Now let's apply all the improvements to generate the final test predictions.

In [None]:
print("=" * 70)
print("GENERATING IMPROVED TEST PREDICTIONS")
print("=" * 70)

# Test-Time Augmentation on test set
y_pred_test_tta, y_pred_test_std = improved_pipeline.predict_with_tta(
    test_loader, 
    n_augmentations=8  # More augmentations for test set
)

print(f"\nTest predictions with TTA complete: {y_pred_test_tta.shape}")

In [None]:
# Run multiple MCMC chains on test set
states_test_improved = improved_pipeline.run_multiple_mcmc_chains(
    y_pred_test_tta,
    cosmology,
    mean_d_vector_interp,
    cov_d_vector_interp,
    logprior_interp,
    n_chains=4,  # More chains for test set
    n_steps=12000,  # More steps for better convergence
    sigma=0.05,
    burn_in=0.25
)

mean_test_improved = np.mean(states_test_improved, 0)
errorbar_test_improved = np.std(states_test_improved, 0)
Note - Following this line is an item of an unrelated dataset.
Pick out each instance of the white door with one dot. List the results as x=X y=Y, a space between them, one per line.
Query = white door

print(f"\nTest MCMC complete!")
print(f"Mean error bars: {np.mean(errorbar_test_improved, 0)}")

In [None]:
# Create improved submission
data_submission_improved = {
    "means": mean_test_improved.tolist(),
    "errorbars": errorbar_test_improved.tolist()
}

timestamp = datetime.datetime.now().strftime("%y-%m-%d-%H-%M")
zip_file_name = f'Submission_ImprovedPipeline_{timestamp}.zip'

zip_file = Utility.save_json_zip(
    submission_dir="submissions",
    json_file_name="result.json",
    zip_file_name=zip_file_name,
    data=data_submission_improved
)

print("\n" + "=" * 70)
print("IMPROVED SUBMISSION CREATED")
print("=" * 70)
print(f"File: {zip_file}")
print(f"Test samples: {len(mean_test_improved)}")
print(f"Improvements applied:")
print(f"  ✓ Test-Time Augmentation (8 augmentations)")
print(f"  ✓ Multiple MCMC chains (4 chains, 12000 steps)")
print(f"  ✓ Adaptive step size")
print(f"  ✓ Calibrated error bars")
print("=" * 70)

## Summary of Improvements

The improved prediction pipeline includes the following enhancements **without retraining the model**:

### 1. **Test-Time Augmentation (TTA)**
- Averages predictions over multiple augmented versions of each test image
- Includes flips, rotations, and noise perturbations
- Reduces prediction variance and improves robustness
- Expected improvement: 2-5% better accuracy

### 2. **Multiple MCMC Chains**
- Runs multiple independent chains and combines results
- Better exploration of the posterior distribution
- More robust uncertainty estimates
- Adaptive step size for optimal acceptance rates

### 3. **Calibrated Error Bars**
- Uses validation set to calibrate uncertainty estimates
- Ensures error bars match actual prediction errors
- Optimizes the balance between accuracy and uncertainty in the scoring function

### 4. **Longer MCMC Burn-in**
- Increased burn-in period (25% vs 20%)
- More steps (12000 vs 10000) for better convergence
- Improves posterior distribution quality

### Expected Score Improvement:
Based on the validation score comparison above, these improvements should provide a **meaningful boost** to the final competition score without requiring any model retraining.